Saturday, December 25, 2010

Researching in Northern Illinois Counties


Everyone Didn’t Go to Chicago or Springfield
 Many of us have found ancestors in Chicago, Cook County.  Immigrant workers and emancipated slaves flocked there for work.  More privileged ancestors settled there to establish businesses and to capitalize on its central location.  But research n the neighboring rural counties and other parts of Illinois is not mentioned often, even though they too have a past full of activities, struggles, and successes.  These smaller rural counties are filled with valuable resources for family search if your family happened there.

It would behoove the researcher looking for a missing ancestor, to forsake  a failed Cook County search and widen their research efforts to  neighboring northern or central counties.

Widening Your Search
I often take state county maps and divide it into three to four sections. For Illinois it is north, upper-central, lower-central and lower counties. I found wonderful information on my “subject” in Winnebago (Rockford), Ogle, Kane, and Dekalb counties. Townships in these counties were often established by German settlers often from the upper northeast colonies.
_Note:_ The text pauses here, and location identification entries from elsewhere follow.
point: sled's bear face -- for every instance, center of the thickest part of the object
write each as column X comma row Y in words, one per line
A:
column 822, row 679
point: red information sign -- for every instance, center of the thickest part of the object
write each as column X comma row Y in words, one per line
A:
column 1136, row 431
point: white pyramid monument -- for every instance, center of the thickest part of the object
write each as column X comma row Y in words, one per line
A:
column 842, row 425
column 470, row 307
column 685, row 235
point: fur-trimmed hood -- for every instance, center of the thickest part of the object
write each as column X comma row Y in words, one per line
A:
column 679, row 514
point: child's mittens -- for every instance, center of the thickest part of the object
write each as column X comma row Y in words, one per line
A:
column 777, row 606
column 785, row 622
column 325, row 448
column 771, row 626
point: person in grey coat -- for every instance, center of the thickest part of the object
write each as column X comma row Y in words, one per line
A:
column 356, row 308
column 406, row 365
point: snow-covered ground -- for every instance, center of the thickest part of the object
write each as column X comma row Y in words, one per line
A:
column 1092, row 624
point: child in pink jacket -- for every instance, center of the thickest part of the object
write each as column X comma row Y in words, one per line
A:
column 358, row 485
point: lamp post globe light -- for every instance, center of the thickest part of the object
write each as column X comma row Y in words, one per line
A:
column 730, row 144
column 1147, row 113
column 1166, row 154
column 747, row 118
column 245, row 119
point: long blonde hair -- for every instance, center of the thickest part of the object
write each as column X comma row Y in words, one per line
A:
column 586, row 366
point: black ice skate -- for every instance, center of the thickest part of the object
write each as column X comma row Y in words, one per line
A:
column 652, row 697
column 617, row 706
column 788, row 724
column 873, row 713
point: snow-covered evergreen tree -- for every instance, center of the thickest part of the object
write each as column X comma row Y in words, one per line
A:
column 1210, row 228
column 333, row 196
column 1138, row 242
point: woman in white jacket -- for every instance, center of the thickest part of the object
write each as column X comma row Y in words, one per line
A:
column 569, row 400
Importance of County/Township Histories
One of the first things I do when searching for early settlers is research the history of the county and peruse the list of townships.  History books of the counties may mention your family name and their significance to the settlement of a county or township.  Since many neighbors traveled together, be sure to take note of neighbors.  You may find the whole immigrant community moved to a neighboring county in subsequent census record searches. This may reveal a political issue, an epidemic, or other social history of your ancestors.

Every Illinoisan didn’t get off a ship, and go straight to Chicago. I found my subject in Chicago in early 1900’s, but to pinpoint when they migrated to Illinois was rather challenging, until I opened up my research to the surrounding counties. The idea is to expand your research. 


I got the clue needed from the county formation information provided on FamilyHistory 101 (http://www.familyhistory101.com/county/il-county-kane.html) which showed an extreme amount of activities in these northern counties in 1836.  I found my “subject” in Winnebago, Ogle, Kane, and Dekalb counties, after narrowing the possibilities based on the information given on how a county was formed.  For example:
Kane County was created on January 16, 1836 (Laws, 1836, p. 273) and was formed from unorganized land (La Salle County ) and Cook County. Present area, or parts of it, formerly included in: LaSalle County (1835–1836) , Putnam County (1825–1835) , Fulton County (1823–1825) , Pike County (1821–1823) , Clark County (1819–1821) , Crawford County (1816–1819) , Edwards County (1815–1816) , Madison County (1812–1815) , St. Clair County (1801–1812) and Knox, Northwest Territory (1790–1801).
My family county search led me to Rockford IL, Winnebago County, where I found a wealth of information within the Winnebago County records. These records are readily available on the Winnebago County website which gives direct links to online historical records of birth, death and marriage records: http://www.winnebagocountyclerk.com/Genealogy_Indexes.asp.

Local Library Assistance
With the help of the librarians, I was able to obtain copies of obituaries at a reasonable research rate.  A good example is the $15.00/hour fee for research at the Rockford IL Public Library, (Winnebago County).  The librarian quickly located and sent obituary clippings from the newspapers (Rockford Register and Rockford Morning Star), marriage records, and cemetery records. In hours time I received a lot of information from a bookworm who is as dedicated to research as I am.  Thanks Jean!

Happy researching this Holiday Season and remember someone had to establish those other counties in Illinois!